On Tuesday they did a crazy hair day. Each day employees would post pictures on the company's Facebook.

“We've done events every day since then,” she said.

Gladora’s situation probably sounds families as more and more people here even in Michiana have moved to working at home.

Whether you run a company like David…

“We’re having to rethink how we’re doing presentations, how we’re expressing our thoughts, our design to our client, and still be able to stay on track with the schedule,” he said.

Or run a classroom like Lindsay...
“It’s taken a time of adjustment,” she said. “It’s balancing my work and their work and the dog barking and everyone needing, lots of chaos. it’s about getting used to the storm and how to navigate a lot of distractions.”

But once this pandemic is over, will more people want to continue working from home or will they miss getting out of the house and going to the office?

“It’s redefining what we used to know,” Gladora said. “I do expect to see a hybrid of working remote and being in the office.”

“We have learned a lot of strategies and a lot of ways to enhance our teaching through this experience. We can take the good parts and implement it,” Helman said.

Business experts say that there will be a switch to more at-home working, but not a full transformation.

“Employers who were not comfortable with people working at home in the past now they are and they see that yes the work is getting done and as good a quality. So I think that employers will probably be more flexible in the future,” Elizabeth Malatestinic, senior lecturer of HR at IU Kelley School of Business in Indianapolis said.

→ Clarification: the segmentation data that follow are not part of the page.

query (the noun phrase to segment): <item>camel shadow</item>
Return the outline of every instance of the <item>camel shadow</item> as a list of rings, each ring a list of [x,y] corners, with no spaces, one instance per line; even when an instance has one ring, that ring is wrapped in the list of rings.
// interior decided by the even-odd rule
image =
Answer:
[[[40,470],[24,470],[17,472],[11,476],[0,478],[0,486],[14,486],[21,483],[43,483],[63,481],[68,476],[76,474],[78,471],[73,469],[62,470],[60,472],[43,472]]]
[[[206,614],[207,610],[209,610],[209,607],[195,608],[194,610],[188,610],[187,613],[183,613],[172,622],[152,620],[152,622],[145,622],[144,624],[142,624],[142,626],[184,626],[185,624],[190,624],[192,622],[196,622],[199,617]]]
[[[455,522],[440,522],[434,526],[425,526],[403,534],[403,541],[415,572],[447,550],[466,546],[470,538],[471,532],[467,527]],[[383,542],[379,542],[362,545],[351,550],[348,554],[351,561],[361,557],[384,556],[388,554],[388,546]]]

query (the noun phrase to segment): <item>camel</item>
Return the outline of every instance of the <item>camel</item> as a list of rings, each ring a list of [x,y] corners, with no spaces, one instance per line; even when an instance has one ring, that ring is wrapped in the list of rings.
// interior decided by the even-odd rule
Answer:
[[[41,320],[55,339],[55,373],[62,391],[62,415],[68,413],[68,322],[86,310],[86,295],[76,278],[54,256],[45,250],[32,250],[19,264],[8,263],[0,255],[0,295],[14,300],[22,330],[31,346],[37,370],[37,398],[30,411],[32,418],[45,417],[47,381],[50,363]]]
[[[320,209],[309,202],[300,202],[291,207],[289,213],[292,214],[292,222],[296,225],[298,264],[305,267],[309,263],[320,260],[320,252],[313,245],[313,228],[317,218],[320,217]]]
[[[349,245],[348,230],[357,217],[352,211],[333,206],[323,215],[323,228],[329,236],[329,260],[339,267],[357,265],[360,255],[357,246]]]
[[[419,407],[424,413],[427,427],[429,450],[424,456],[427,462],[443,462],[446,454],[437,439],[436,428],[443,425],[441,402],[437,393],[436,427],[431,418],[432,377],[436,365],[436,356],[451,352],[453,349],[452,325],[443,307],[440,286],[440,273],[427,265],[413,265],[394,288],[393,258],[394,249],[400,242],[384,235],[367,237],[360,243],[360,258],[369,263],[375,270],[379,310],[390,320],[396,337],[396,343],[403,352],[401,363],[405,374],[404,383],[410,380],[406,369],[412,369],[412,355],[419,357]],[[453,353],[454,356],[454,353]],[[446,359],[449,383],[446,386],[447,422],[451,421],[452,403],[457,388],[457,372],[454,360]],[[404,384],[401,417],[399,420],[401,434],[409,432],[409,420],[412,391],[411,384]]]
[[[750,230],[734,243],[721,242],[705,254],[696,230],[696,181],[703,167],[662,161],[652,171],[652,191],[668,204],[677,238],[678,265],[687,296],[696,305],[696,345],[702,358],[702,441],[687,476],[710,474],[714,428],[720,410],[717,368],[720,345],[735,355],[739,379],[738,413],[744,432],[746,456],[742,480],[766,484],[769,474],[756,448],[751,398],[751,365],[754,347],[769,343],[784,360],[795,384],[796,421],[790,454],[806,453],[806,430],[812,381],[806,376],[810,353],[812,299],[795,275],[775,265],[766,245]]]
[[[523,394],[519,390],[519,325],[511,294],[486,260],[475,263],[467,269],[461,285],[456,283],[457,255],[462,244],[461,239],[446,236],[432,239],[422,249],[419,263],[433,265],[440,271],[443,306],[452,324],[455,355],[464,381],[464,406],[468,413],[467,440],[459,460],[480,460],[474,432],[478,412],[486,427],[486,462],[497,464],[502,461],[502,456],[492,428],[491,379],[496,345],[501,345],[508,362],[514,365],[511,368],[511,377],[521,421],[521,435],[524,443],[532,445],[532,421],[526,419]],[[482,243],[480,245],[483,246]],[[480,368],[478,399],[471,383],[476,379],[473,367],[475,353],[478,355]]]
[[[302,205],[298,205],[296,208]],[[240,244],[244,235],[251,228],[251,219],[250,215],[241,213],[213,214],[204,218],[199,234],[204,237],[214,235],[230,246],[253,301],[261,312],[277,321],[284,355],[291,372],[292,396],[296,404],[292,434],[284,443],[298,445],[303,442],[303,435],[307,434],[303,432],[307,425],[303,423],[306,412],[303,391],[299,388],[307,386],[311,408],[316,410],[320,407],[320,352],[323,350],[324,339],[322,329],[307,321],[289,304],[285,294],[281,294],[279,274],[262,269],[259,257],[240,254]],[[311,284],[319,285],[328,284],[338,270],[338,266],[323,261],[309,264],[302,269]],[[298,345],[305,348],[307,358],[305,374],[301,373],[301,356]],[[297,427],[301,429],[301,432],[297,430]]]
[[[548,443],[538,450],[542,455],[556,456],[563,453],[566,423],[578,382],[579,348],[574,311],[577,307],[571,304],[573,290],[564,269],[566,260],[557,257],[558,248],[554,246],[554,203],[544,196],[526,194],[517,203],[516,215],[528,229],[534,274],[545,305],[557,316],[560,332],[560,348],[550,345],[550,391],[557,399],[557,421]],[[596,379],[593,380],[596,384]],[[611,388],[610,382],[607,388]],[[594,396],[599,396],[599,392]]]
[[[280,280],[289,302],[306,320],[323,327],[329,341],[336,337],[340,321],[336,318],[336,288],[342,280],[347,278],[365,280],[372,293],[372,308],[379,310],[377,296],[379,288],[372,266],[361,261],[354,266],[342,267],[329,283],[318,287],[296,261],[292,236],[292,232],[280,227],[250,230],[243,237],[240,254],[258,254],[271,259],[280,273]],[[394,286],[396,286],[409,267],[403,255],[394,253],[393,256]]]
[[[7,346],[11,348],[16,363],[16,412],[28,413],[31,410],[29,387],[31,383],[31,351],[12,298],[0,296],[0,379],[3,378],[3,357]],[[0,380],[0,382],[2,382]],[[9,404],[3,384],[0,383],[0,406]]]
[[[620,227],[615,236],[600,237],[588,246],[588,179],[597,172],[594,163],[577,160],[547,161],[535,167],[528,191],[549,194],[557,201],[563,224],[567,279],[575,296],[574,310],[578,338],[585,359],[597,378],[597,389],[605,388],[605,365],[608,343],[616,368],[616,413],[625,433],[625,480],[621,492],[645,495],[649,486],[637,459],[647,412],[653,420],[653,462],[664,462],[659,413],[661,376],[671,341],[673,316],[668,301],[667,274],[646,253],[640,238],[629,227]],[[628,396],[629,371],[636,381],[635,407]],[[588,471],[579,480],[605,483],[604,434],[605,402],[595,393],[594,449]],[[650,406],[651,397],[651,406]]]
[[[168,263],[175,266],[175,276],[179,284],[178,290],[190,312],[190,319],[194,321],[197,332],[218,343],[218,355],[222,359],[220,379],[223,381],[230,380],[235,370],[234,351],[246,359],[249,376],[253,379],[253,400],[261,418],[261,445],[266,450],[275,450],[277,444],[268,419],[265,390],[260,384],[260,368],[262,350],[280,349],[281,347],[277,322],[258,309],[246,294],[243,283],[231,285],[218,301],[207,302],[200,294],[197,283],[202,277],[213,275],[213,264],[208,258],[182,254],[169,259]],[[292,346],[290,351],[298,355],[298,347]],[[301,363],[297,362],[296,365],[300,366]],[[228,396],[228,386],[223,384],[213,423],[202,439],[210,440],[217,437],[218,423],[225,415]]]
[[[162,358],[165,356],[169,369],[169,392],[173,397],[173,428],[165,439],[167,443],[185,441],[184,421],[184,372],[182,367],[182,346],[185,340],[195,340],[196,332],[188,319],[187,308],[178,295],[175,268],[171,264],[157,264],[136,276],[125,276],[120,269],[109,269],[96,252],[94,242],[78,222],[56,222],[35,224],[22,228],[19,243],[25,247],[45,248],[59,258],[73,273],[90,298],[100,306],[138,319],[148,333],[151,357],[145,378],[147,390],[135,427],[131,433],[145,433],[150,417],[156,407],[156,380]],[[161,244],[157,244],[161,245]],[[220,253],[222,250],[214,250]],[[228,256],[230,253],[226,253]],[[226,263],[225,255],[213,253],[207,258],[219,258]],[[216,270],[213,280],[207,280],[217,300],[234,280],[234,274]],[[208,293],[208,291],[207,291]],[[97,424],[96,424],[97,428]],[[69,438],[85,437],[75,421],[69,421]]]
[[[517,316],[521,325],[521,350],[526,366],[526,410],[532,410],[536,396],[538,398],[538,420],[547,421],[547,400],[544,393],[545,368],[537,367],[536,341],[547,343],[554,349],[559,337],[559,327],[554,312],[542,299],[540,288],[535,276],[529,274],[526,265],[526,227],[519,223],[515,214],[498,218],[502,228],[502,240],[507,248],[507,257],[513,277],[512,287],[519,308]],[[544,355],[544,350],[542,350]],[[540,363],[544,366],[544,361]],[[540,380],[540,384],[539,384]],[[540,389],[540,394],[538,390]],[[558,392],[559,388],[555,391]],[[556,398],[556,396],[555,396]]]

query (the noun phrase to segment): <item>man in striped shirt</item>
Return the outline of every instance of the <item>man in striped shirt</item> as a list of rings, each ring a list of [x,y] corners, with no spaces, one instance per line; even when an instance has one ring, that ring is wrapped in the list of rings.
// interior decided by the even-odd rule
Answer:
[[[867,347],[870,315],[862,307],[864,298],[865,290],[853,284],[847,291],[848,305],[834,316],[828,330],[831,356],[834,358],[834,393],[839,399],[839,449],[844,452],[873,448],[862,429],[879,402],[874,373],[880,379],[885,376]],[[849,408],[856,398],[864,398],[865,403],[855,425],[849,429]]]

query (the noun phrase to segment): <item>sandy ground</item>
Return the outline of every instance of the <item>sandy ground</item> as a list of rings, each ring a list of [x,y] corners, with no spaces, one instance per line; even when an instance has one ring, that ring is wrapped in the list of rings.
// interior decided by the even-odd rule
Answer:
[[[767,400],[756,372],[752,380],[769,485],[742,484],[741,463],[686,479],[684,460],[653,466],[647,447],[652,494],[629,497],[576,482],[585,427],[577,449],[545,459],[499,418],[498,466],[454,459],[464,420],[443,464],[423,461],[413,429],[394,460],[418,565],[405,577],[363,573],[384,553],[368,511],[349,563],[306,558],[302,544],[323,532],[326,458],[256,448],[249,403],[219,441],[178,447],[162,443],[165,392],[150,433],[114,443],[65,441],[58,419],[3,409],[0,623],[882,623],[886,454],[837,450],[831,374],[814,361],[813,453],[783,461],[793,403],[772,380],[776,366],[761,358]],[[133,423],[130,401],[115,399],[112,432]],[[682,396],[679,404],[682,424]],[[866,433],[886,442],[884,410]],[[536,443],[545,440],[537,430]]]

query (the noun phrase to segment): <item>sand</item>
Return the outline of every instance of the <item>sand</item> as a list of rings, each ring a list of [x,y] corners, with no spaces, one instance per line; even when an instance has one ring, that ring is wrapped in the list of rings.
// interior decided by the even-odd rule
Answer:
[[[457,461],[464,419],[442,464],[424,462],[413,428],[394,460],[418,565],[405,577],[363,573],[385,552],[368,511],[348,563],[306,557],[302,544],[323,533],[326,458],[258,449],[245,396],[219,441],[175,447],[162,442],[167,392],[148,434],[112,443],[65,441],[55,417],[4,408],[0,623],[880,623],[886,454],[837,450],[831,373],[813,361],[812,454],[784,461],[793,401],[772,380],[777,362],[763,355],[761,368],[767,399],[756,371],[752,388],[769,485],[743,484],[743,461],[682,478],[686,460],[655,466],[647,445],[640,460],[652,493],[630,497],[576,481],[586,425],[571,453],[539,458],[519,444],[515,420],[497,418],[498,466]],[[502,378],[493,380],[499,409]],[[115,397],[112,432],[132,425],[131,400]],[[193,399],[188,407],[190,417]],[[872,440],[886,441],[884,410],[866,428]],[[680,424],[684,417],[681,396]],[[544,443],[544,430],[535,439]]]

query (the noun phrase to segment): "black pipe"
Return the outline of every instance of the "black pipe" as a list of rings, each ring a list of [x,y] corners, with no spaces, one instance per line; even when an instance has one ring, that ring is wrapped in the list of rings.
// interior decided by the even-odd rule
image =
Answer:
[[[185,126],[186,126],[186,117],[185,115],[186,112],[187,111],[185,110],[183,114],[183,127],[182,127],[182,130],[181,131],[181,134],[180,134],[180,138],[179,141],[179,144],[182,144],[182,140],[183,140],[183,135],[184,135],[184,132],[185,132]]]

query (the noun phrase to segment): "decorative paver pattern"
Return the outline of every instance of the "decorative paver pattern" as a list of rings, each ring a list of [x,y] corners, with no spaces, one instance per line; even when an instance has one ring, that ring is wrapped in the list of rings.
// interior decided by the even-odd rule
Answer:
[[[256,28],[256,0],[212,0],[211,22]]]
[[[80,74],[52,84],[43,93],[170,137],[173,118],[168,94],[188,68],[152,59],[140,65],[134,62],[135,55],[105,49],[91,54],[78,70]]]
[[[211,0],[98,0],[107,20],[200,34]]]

But there will be some changes going forward.
“They’re going to have to do something to try and spread people out. I could see something, like you said cafeteria, having lunch shifts,” Gonzalez-Mule said. “I could also see businesses coming up with a system where certain people come to the office on certain days and not others.”

The future is quickly becoming the present with Indiana Governor Eric Holcomb attempting to reopen the state for business over the next two months, with May 11th being a major first step in reopening businesses like clothing stores and restaurants.

It will be interesting to see how work from home plays a role in the daily grind moving forward.